Casali passa poi ad alcune osservazioni decisamente più saronnesi: “Alcune pesanti note stonate rimangono anche a livello locale: non é passata inosservata l’assenza degli assessori Tosi (Fratelli d’Italia) e Guaglianone (ex Domà Nunch, passato da poco in Fratelli d’Italia) che fanno parte di questa amministrazione a trazione Lega e che hanno già dichiarato il loro sostegno a Fagioli e Lega per le prossime elezioni comunali”.

E non manca una bacchettata anche per il sindaco: “Qualche contraddizione anche per il comportamento del primo cittadino come conciliare le dichiarazioni di ieri sera con il patrocinio comunale dato solo pochi giorni fa ad una manifestazione di cui era “moderatore” Francesco Lattuada che saluta romanamente allo stadio, che ha ricevuto un Daspo di 5 anni e che è finito a processo per comportamenti filonazisti”

E conclude: “Vogliamo essere molto buoni: una svista, un incidente di percorso. Ma sicuramente non é un incidente di percorso, ma una precisa scelta politica, richiedere l’appoggio dei due assessori di Fratelli d’Italia Tosi e Guaglianone, entrambi clamorosamente assenti al consiglio comunale di ieri sera”.

15022020

9 Commenti

  1. signor Casali oltre ai signori citati aggiungo che mancava anche la signora Miglino
    L’assessorato alla cultura dovrebbe avere parte attiva nel promuovere nelle scuole quanto espresso nella mozione.

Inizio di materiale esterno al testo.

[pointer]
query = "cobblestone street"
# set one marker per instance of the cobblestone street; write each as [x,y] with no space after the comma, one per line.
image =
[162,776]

  2. Speriamo sia conversione. Intanto reputo positivo che sia stata votata alla quasi unanimità. Pessimo Indelicato. Bene le parole di Fagioli.
    Spero che in tanti in Lega si ravvedano, in tema antisemitismo non sono state poche le uscite fuori luogo di politici vari e a vari livello. ( vedi il loro sindaco di Gazzada Schianno )

  3. gli assessori assenti per motivi personali e non tattici, è sufficiente ascoltare le voci di corridoio senza voler sempre creare fantasiose ricostruzioni dietrologiche.

  4. Polemica sterile come sempre. Comunque cari politici, una app un giorno vi sostituirà.
    Saluti

  5. Le fantasie ideologiche di aree politiche sovraniste e populiste manifestate nel passato portarono al disastro una Nazione ed oggi inducono a pensare al presente per evitare nel futuro tristi ritorni di nostalgici obsoleti.

  6. ancora con questo antisemitismo???? ma santo cielo sono passati cent’anni, le leggi ci sono, applicatele senza fare sempre moine e paternali francamente anacronistiche e patetiche. I veri problemi sono altri, la scuola, il lavoro, i negozi che chiudono, i Telos che sfasciano tutto e imbrattano Saronno, clandestini a flotte in zona stazione, posteggi oramai inesistenti e tutti a pagamento, il traffico con alcune arterie sempre intasate per decisioni viabilistiche oscene, i servizi sociali saronnesi sempre senza soldi per aiutare le persone (per alcuni ci sono, ma non x gli italiani), la disoccupazione giovanile, ma pensate alle cose serie e non alle cretinate che forse è meglio. Fate almeno finta di guadagnarvi lo stipendio.